SIR 2025
Nonvascular Interventions
Scientific Session
Jacob Abraham, BS
Medical Student
Warren Alpert Medical School of Brown University, Providence, RI 02901, United States
Abdifatah Omar
Medical Student
Warren Alpert Medical School of Brown University, Providence, RI 02901, United States
Michelle Bae, BS
Medical Student
Warren Alpert Medical School of Brown University, Providence, RI 02901, United States
Jessica Yoon, MD, MBA (she/her/hers)
Resident
Brown University / Rhode Island Hospital, United States
Aaron WP Maxwell, MD
Director of Vascular and Interventional Oncology
Alpert Medical School, Brown University, United States
John Lee, MD
Attending
Brown University / Rhode Island Hospital, United States
Daehee Kim, MD
Assistant Professor
Rhode Island Hospital; Alpert Medical School Brown University, United States
To evaluate the safety and efficacy of percutaneous gallbladder cryoablation.
Materials and Methods:
Nine patients (mean age = 62.7 years, 2 females and 7 males) underwent percutaneous gallbladder cryoablation between April 2023 and September 2024. All patients were evaluated by surgeons prior to determine their candidacy for surgical cholecystectomy. Seven patients had recurrent acute or chronic calculous cholecystitis and/or choledocholithiasis and received percutaneous cholecystostomy and cholangioscopy-guided percutaneous gallstone extraction prior to cryoablation. Two patients had prior partial cholecystectomy with remnant gallbladder which resulted in acute cholecystitis or biliary colic symptoms.
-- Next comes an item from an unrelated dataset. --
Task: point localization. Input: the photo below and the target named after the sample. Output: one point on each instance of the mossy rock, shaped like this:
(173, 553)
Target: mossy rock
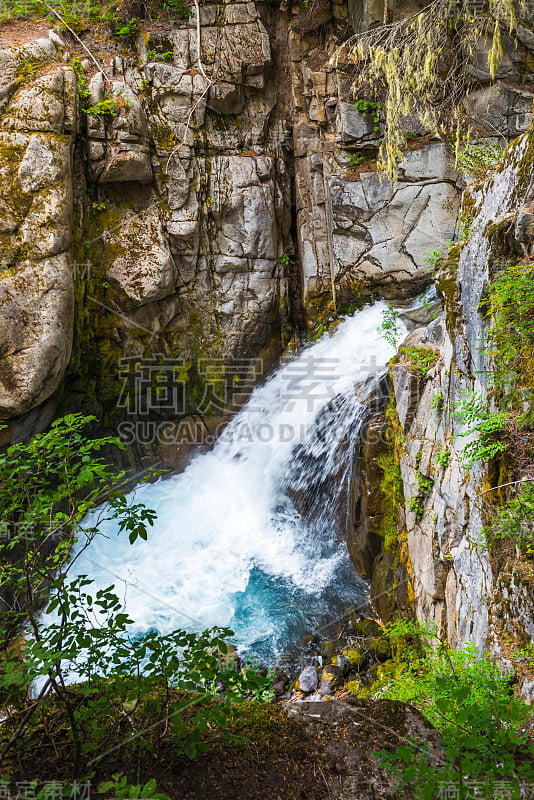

All cryoablation cases were performed with Visual IceTM cryoablation system (Boston Scientific) under general anesthesia with hydrodissection performed in all cases.
Results:
Patients were followed up for a mean period of 297.4.2 ± 174.0 days post-procedure. No immediate complications were observed following percutaneous gallbladder cryoablation, and all patients experienced complete resolution of symptoms at one-month follow-up. One patient developed acute biliary obstruction five months post-procedure, which spontaneously resolved. This complication was possibly attributed to choledocholithiasis or Lemmel Syndrome.
Conclusion:
Initial experience with percutaneous gallbladder cryoablation in high-risk, nonsurgical patients suggests promising clinical efficacy and safety, warranting further investigation.